The Home Office here in the UK recently launched a new campaign to raise awareness about cyber security for both individuals and businesses called Be Cyber Streetwise. The campaign consisted of print ads and a website which focussed on a juvenile cartoon concept of several urban scenes depicting parody scenes relating to key points about protecting your data. Personally I think the cartoon approach was not a suitable style for a serious campaign like this; making it light hearted doesn’t help soften the topic in a constructive way. Visual implementation aside the illustrations have been well crafted by Steve May and the analogies will no be lost on anyone despite the approach.
Regardless of how well the print campaign works, the online implementation of this campaign is inexcusably bad and both M&C Saatchi and the Office of Cyber Security and Information team responsible for the project should be ashamed at wasting tax payers money so.
View the campaign site.
This is clearly a campaign that has been conceived in print and the idea adapted for web. Such an approach would be considered a bad idea today regardless of the campaign topic, but for a campaign that focusses on an online activity? Insane.
It’s such a shame as the message is an important one (categorised as ‘National Security’ on their website) and it’s meaning and message is all but lost in the online implementation. The illustrations although attention grabbing and are interesting analogies in static print form, take on a juvenile childish approach when animated that feel patronising and detract from the serious context of the campaign. It feels more Sesame Street than Cyber street.
To point out just a few of the major things that are wrong with this campaign site…
The navigation is all wrong. They essentially made several sites and made the user decide which is relevant to them. The first interaction on the site, before you can see anything about the campaign is a choice asking you which vertical you fit into.
Such a move will instantly lose a large number of visitors before you have communicated a single message. The correct approach would be to have a global message and segment the content with the experience for those who decide to delve in deeper. The message is essentially the same for either home or business users, only the content specifics need adjusting once a vertical has been selected. If the campaign approach does not support this, the campaign concept needs adjusting.
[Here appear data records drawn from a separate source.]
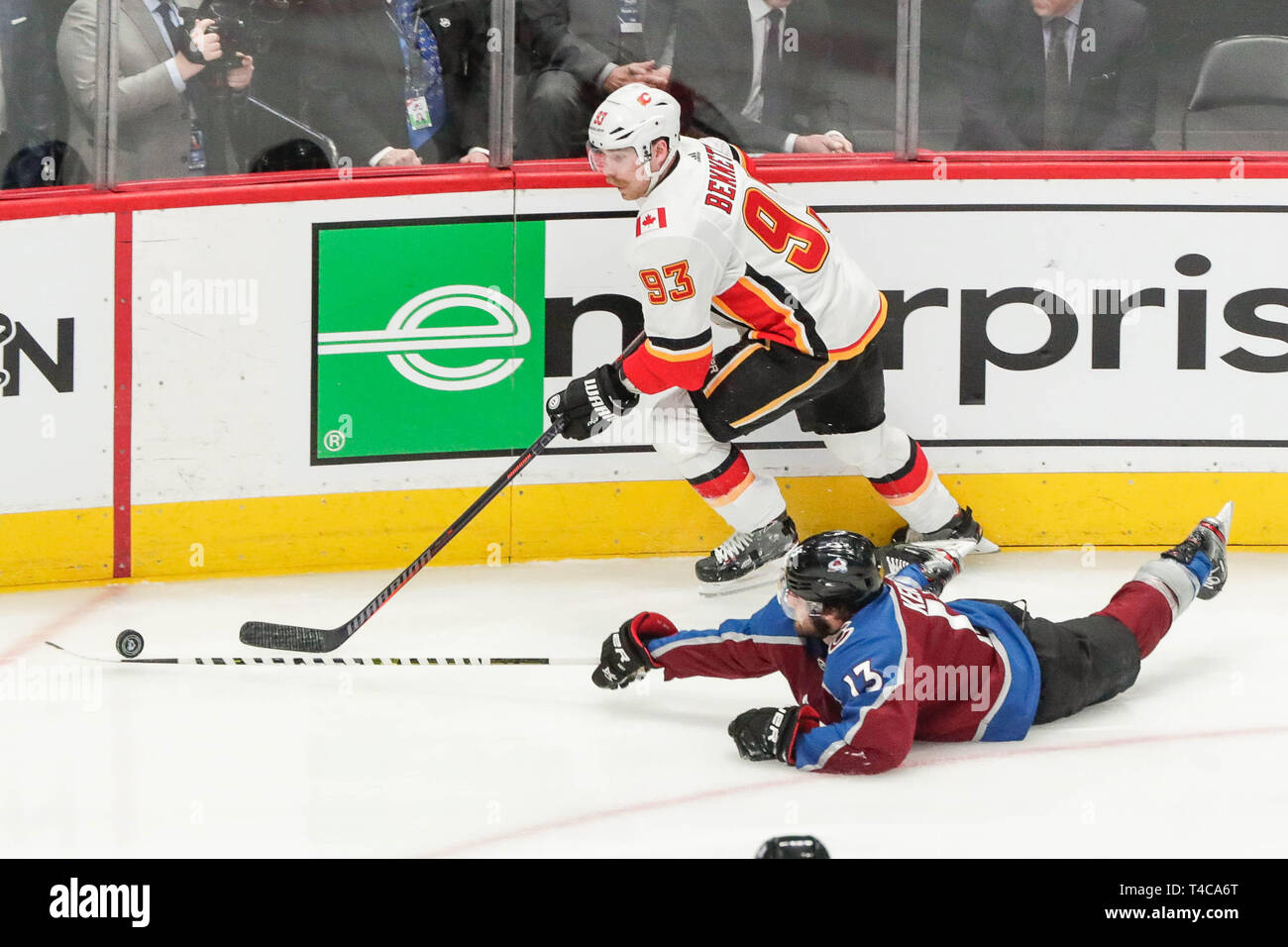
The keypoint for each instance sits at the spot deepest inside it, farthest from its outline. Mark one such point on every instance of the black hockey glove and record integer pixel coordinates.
(771, 733)
(589, 405)
(625, 655)
(936, 565)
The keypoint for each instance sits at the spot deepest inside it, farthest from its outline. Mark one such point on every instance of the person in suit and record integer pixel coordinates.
(166, 127)
(760, 73)
(601, 46)
(359, 76)
(33, 110)
(1057, 75)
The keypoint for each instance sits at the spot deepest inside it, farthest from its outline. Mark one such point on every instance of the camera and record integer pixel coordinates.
(243, 26)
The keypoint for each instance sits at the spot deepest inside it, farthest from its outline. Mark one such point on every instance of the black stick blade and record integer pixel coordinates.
(266, 634)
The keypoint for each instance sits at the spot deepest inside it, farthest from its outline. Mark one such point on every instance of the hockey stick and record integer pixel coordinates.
(266, 634)
(331, 661)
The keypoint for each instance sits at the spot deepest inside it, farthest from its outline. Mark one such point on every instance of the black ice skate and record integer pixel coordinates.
(1209, 538)
(746, 558)
(960, 535)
The second major mistake is that the content is not easily browsable, instead hidden behind random signposts, animations, buildings and characters.
It feels more like a children’s game rather than an informative website, and the animated, illustrative design choice does not help this deficit. There is an ‘index’ style navigation hidden behind a newspaper in the bottom left, but this seems it was thrown in as a secondary thought rather than acting as a serious form of primary navigation. It’s not searchable. They’ve used an exploratory interface for something that is very factual and only a very small subset of the content will be relevant to any one individual – if I’m looking for something specific (which most users probably will be) it’s difficult to find what you’re looking for.
The final major issue l’ll go into today is that the site does not work particularly well responsively or accessibly. Any site you need to provide a completely separate accessible version of today has not been well conceived. Although this site technically works on smaller screen devices, it does not work well and the concept and interface become even more cumbersome and hard to use without the additional screen real estate required to support a scrolling UI like this, or the rollovers that come with using a mouse. In short, this a very bad choice for a modern website, especially a Government one. It feels more like an overblown flash site from 1998.
There are many more things wrong with this campaign and website that are too numerous to list in this post.
All in all this is a bad job and considering M&C Saatchi had a budget of £4m to deliver this campaign, they could have done a lot better. I believe these mistakes often happen because a single full service agency is appointed to deliver the project across all media. To get one agency to cover all bases across concept, print and web will inevitably end badly in at least one area, it’s just a natural side effect of full service. If the government really wants higher quality work and to support smaller businesses they should work harder to find smaller specialist agencies who can work together to achieve a higher quality end result. It will take more effort then manage, but they could easily hire a dedicated PM to handle this on their behalf with this kind of budget and still save money. Using full service agencies is the easy/lazy way out. Given a little help I hope they make better choices on future projects.
Thumbs down to James Brokenshire MP and his department.